# Historicism and Islam



## Scott (Jan 26, 2005)

According to historicism, what is the role of Islam in the future?


----------



## VirginiaHuguenot (Jan 26, 2005)

I'm not sure I know the answer to the question of Islam's role in the future according to historicist interpretation, except to affirm that the light of gosel shall prevail in what are now dark Muslim lands, and that every tongue and every tribe shall confess that Jesus Christ is Lord. This the postmillennial teaching generally. 
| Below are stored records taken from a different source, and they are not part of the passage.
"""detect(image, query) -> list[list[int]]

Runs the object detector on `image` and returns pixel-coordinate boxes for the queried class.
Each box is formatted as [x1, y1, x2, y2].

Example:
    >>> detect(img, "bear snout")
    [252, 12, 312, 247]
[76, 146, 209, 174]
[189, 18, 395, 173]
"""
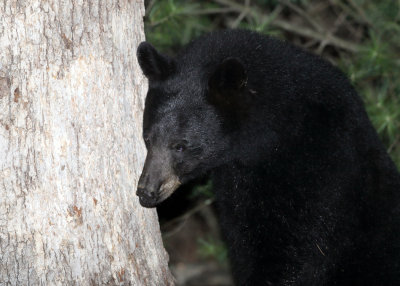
[136, 187, 158, 208]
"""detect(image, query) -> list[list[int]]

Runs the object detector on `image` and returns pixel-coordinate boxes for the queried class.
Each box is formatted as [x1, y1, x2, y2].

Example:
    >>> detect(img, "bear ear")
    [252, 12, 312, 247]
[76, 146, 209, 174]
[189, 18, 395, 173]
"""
[137, 42, 175, 80]
[208, 57, 247, 95]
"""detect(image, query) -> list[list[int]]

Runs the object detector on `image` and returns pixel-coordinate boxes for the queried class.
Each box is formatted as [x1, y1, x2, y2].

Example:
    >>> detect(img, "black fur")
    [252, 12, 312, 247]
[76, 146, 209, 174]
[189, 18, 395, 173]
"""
[136, 30, 400, 285]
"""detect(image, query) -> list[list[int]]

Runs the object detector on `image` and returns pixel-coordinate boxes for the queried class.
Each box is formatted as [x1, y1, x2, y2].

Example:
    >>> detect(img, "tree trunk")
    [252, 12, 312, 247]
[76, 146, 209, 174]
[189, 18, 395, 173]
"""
[0, 1, 174, 285]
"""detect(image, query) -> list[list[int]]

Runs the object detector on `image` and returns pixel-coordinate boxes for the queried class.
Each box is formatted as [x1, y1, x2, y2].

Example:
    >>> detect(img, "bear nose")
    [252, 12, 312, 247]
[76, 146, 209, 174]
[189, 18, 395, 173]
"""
[136, 187, 159, 208]
[136, 187, 156, 199]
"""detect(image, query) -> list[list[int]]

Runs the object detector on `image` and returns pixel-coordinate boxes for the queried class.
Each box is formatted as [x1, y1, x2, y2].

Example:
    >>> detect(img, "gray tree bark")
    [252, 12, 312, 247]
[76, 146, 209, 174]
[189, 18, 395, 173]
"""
[0, 0, 174, 285]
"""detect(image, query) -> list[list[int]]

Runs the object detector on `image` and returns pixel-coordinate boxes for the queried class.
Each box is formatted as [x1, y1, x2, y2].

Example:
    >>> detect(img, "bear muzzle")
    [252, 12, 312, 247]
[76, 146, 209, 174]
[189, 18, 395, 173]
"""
[136, 148, 182, 207]
[136, 176, 181, 208]
[136, 187, 158, 208]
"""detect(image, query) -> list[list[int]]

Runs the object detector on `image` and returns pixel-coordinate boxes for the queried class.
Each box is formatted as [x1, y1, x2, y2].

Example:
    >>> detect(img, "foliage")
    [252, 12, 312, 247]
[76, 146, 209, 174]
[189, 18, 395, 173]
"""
[144, 0, 400, 168]
[144, 0, 216, 52]
[189, 180, 214, 199]
[197, 236, 228, 263]
[339, 1, 400, 165]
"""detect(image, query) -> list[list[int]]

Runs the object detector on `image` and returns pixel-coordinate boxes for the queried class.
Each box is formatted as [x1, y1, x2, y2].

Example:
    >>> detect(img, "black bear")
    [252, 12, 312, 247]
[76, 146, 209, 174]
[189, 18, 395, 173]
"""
[136, 30, 400, 285]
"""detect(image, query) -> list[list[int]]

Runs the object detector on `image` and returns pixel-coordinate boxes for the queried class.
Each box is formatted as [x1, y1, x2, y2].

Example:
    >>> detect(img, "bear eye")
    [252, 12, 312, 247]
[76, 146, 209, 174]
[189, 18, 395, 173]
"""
[172, 141, 187, 152]
[174, 144, 185, 152]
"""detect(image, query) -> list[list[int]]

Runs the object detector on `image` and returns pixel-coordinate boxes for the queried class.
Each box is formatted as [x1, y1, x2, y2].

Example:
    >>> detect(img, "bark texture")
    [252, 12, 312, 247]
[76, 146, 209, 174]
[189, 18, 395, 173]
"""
[0, 0, 174, 285]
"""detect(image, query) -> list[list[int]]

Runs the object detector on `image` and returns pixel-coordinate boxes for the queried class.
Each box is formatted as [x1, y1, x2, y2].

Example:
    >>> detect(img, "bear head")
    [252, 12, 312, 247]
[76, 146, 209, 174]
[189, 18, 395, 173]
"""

Historicists generally interpret Islam's rise in light of one of the Seven Trumpets of Revelation: 



> 5. Army of Demon Locusts - Rise and spread of Islam 630-786 AD
> 
> All Historicists believe the 5th trumpet (Rev. 9: 1-6) refers to the golden age of the Arabs with the emergence of Islam under Mohammed, and the 6th trumpet (Rev. 9: 13-15) refers to the Turks.



Source: http://www.geocities.com/ke_solutions/Tidbits/historicism.htm

See also the writings of Dr. F. Nigel Lee on Islam per Calvin, Luther and the Bible:

http://www.dr-fnlee.org/docs6/calvislam/calvislam.html

http://www.dr-fnlee.org/docs/loiatp/loiatp.html

http://www.dr-fnlee.org/docs/iitb/iitb.html


----------



## Scott (Jan 26, 2005)

As I recall, Jonathan Edwards, taking a historicist position, argued for a coming religious battle in which the papacy, Isalm, and something else would join together. As I recall, Isalm was one of the "frogs" here:




> 12The sixth angel poured out his bowl on the great river Euphrates, and its water was dried up to prepare the way for the kings from the East. 13Then I saw three evil[a] spirits that looked like frogs; they came out of the mouth of the dragon, out of the mouth of the beast and out of the mouth of the false prophet. 14They are spirits of demons performing miraculous signs, and they go out to the kings of the whole world, to gather them for the battle on the great day of God Almighty.



[Edited on 1-26-2005 by Scott]


----------



## VirginiaHuguenot (Jan 26, 2005)

That's intriguing. Do you know where Edwards wrote about that? I am guessing his History of the Work of Redemption, but I don't see it there so far.

[Edited on 26-1-2005 by VirginiaHuguenot]


----------



## Scott (Jan 26, 2005)

Yeah, it was:

Edwards, Jonathan, Apocalyptic writings.
Publisher: Yale University Press, 
Pub Date: 1977. 
Pages: x, 501 p. ; 
ISBN: 0300019459 


[Edited on 1-26-2005 by Scott]


----------